Russian Far East sees 75 MW of large scale solar come online
Nov 1, 2019 08:49 PM ET
- Five PV power plants, each with a generation capacity of 15 MW, were grid-connected in the Russian Republic of Buryatia and the Zabaikalsky Territory. The projects were built under a program which offers generators capacity payments and the ability to trade on the wholesale energy market.
A consortium of Austrian investor company Core Value Capital, solar developer Green Source Consulting GmbH and Russian energy project business Vershina Development LLC has announced commissioning of five grid-connected PV power projects with a total generation capacity of 75 MW in Russia’s Far East.

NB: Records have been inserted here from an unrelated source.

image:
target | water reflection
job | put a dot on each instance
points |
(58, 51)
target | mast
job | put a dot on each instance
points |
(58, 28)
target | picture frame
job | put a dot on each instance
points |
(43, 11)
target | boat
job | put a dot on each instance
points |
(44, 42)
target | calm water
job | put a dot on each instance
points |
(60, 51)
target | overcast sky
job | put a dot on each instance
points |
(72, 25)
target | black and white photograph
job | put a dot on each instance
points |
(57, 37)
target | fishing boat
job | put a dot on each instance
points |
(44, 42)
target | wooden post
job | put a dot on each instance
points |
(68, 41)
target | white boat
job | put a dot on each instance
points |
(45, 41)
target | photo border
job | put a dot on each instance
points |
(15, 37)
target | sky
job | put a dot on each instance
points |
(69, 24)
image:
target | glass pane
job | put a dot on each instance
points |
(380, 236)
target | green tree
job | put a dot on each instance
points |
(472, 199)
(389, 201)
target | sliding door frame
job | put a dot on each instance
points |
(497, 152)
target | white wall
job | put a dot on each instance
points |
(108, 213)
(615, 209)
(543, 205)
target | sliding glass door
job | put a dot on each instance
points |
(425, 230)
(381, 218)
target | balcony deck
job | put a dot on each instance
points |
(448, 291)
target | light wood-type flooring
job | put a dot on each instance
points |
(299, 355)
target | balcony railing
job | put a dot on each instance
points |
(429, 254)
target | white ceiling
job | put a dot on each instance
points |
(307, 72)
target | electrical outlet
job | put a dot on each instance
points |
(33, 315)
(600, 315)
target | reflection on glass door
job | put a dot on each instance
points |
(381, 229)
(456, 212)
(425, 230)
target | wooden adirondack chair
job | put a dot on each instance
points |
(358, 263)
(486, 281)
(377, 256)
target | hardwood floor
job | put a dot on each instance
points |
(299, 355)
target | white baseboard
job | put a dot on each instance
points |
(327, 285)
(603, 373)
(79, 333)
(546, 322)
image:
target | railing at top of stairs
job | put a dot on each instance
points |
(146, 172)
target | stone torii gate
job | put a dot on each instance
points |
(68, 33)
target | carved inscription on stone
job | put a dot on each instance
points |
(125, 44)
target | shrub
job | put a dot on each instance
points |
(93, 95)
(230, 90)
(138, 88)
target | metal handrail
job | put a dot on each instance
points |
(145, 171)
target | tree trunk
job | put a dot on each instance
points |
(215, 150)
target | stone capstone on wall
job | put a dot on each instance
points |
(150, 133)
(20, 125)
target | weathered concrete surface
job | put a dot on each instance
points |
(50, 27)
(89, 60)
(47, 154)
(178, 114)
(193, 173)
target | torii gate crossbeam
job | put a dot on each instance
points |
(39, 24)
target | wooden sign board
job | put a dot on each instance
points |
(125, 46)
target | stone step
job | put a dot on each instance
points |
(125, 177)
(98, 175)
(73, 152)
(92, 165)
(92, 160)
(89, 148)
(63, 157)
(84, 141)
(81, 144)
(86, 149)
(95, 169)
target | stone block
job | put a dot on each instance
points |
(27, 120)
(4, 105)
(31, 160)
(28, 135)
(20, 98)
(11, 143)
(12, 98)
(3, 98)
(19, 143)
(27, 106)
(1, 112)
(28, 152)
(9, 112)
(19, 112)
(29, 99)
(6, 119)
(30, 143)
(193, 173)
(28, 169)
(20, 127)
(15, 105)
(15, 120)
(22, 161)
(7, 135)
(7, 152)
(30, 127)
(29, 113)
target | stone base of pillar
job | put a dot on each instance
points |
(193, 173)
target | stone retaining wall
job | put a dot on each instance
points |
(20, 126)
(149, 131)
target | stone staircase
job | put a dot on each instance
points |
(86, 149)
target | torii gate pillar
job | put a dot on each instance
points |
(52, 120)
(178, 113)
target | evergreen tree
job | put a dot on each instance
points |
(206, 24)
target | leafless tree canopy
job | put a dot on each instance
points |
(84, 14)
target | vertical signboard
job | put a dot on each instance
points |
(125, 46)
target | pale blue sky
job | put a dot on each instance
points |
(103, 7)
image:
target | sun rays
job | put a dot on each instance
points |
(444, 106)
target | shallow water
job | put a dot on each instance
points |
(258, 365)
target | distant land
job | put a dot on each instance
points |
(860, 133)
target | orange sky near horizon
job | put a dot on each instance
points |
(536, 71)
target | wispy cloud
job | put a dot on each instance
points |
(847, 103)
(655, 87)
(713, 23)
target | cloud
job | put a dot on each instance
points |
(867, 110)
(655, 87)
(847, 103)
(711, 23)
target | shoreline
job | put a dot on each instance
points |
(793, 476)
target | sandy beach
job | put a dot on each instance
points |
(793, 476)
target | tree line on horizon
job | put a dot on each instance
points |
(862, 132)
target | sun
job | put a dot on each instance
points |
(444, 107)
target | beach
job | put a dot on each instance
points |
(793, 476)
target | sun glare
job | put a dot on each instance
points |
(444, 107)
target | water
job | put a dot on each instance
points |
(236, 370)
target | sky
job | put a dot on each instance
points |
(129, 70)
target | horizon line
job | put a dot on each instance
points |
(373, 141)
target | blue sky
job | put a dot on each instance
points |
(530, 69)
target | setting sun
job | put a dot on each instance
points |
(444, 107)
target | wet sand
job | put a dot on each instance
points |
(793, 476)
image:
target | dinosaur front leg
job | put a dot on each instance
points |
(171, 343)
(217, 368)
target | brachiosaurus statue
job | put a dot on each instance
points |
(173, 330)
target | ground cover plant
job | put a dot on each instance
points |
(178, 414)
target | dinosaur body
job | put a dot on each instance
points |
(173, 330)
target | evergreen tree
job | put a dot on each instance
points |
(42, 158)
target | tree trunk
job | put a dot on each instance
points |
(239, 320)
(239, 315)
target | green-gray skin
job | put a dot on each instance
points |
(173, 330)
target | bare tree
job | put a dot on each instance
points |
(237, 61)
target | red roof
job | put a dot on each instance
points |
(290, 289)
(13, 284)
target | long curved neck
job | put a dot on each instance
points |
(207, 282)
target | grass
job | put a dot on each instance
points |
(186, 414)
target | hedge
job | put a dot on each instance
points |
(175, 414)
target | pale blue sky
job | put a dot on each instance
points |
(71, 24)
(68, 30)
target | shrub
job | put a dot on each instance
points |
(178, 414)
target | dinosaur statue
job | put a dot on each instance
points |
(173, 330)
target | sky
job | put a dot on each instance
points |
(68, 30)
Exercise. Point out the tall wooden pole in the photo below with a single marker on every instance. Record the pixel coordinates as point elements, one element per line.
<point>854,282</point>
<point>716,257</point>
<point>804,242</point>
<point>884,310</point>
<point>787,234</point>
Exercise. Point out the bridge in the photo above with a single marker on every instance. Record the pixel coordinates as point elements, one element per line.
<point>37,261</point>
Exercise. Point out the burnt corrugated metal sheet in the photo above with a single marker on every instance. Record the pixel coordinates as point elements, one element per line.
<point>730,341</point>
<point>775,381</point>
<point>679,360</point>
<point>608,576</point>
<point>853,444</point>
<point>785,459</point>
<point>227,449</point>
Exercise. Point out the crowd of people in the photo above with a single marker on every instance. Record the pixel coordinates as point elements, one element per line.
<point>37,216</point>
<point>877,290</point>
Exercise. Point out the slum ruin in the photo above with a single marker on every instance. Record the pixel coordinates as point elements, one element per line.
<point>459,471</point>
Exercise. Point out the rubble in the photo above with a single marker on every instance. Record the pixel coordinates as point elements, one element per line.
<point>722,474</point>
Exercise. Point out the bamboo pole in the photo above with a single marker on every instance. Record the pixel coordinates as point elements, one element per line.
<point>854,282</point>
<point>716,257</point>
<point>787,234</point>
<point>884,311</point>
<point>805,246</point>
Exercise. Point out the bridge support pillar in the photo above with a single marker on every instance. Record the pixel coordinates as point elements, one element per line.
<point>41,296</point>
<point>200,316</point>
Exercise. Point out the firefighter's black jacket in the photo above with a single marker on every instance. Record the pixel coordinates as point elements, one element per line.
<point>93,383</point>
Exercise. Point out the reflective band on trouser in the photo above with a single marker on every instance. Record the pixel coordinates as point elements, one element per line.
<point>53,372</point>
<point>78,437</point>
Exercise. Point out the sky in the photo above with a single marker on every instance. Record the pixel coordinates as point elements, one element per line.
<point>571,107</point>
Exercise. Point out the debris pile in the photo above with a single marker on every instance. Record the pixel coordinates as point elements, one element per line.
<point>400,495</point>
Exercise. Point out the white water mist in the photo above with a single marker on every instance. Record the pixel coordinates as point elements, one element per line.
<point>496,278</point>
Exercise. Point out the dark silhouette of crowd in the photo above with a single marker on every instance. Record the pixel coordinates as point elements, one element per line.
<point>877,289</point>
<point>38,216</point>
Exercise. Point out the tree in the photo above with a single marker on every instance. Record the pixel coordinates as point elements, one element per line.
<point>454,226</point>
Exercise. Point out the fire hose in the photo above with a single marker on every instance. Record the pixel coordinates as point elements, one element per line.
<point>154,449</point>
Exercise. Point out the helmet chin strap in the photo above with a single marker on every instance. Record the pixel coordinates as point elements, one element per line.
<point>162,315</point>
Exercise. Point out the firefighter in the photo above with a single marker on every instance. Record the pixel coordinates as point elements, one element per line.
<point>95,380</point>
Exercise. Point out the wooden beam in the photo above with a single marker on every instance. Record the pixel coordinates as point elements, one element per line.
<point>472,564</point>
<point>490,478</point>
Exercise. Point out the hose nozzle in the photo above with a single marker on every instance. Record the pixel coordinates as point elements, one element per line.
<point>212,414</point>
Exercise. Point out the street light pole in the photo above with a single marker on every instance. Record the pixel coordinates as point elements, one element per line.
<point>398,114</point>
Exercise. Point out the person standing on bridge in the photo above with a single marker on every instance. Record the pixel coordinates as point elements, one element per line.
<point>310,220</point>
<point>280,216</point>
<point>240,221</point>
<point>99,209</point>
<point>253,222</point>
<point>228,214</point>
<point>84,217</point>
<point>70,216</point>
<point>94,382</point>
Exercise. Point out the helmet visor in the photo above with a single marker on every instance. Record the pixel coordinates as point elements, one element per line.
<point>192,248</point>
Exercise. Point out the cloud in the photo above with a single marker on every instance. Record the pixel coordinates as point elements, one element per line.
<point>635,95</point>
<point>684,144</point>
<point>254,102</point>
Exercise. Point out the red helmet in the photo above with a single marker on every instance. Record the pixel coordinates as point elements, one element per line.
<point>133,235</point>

The consortium also includes Austrian investment company Core Value Capital GmbH and construction firm compatriot LSG Beteiligungs GmbH.
One of the facilities built by the international consortium in Russia.
Image: Veshina Development
The group said the five plants – SPP Kabanskaya, SPP Tarbagatai, SPP BVS, SPP Balei and SPP Orlovskiy GOK – with the first three being in the districts of Kabansky, Tarbagataisky and Kyakhtinsky in the Republic of Buryatia and the other two in the Zabaikalsky Territory. The high-irradiation Far East of Russia has limited electricity transmission networks.
Construction was carried out by the Russian subsidiary of an engineering, procurement and construction services consortium formed by Germany’s Gildemeier Energy Solutions GmbH and Austrian company LSG Group.
New jobs
The solar facilities were built under Russia’s Capacity Supply Agreement (CSA) program, which enables power companies to sell generation capacity and electricity on the day-ahead Wholesale Electricity and Capacity Market.
“The load on the network infrastructure will be reduced and the flow of electricity will be optimized,” said the consortium responsible for the projects. “But the main advantages for the region from the implementation of these projects are new jobs and fresh taxes.”
Pavel Shevchenko, CEO of Veshina Development, told pv magazine investors see a return on capital expenditure investment through payments for capacity delivery agreements. Operational expenditure is covered by payments for electricity sold on the day-ahead or balancing markets. “Capacity payments can guarantee investment return within 15 years, with a certain profitability,” said Shevchenko.
Capacity needed
The CSA program works particularly well in the “price zone” areas of Russia, where energy can be traded more efficiently. The Republic of Buryatia is such a zone and has a pressing need for more generation capacity.
The Far East Federal District is the largest and the least populated in Russia. The region has the poorest energy and transport infrastructure in the nation. To improve the situation, the Russian government is seeking Asia-Pacific-based investors.
In April, Russian module maker Hevel announced it will build a 1 MW solar plant for Russian metals miner Polymetal. The solar facility will supply power to the company’s site in the Khabarovsk region, in the Russian Far East, where Hevel is also deploying diesel-solar plants with a combined generation capacity of 40 MW.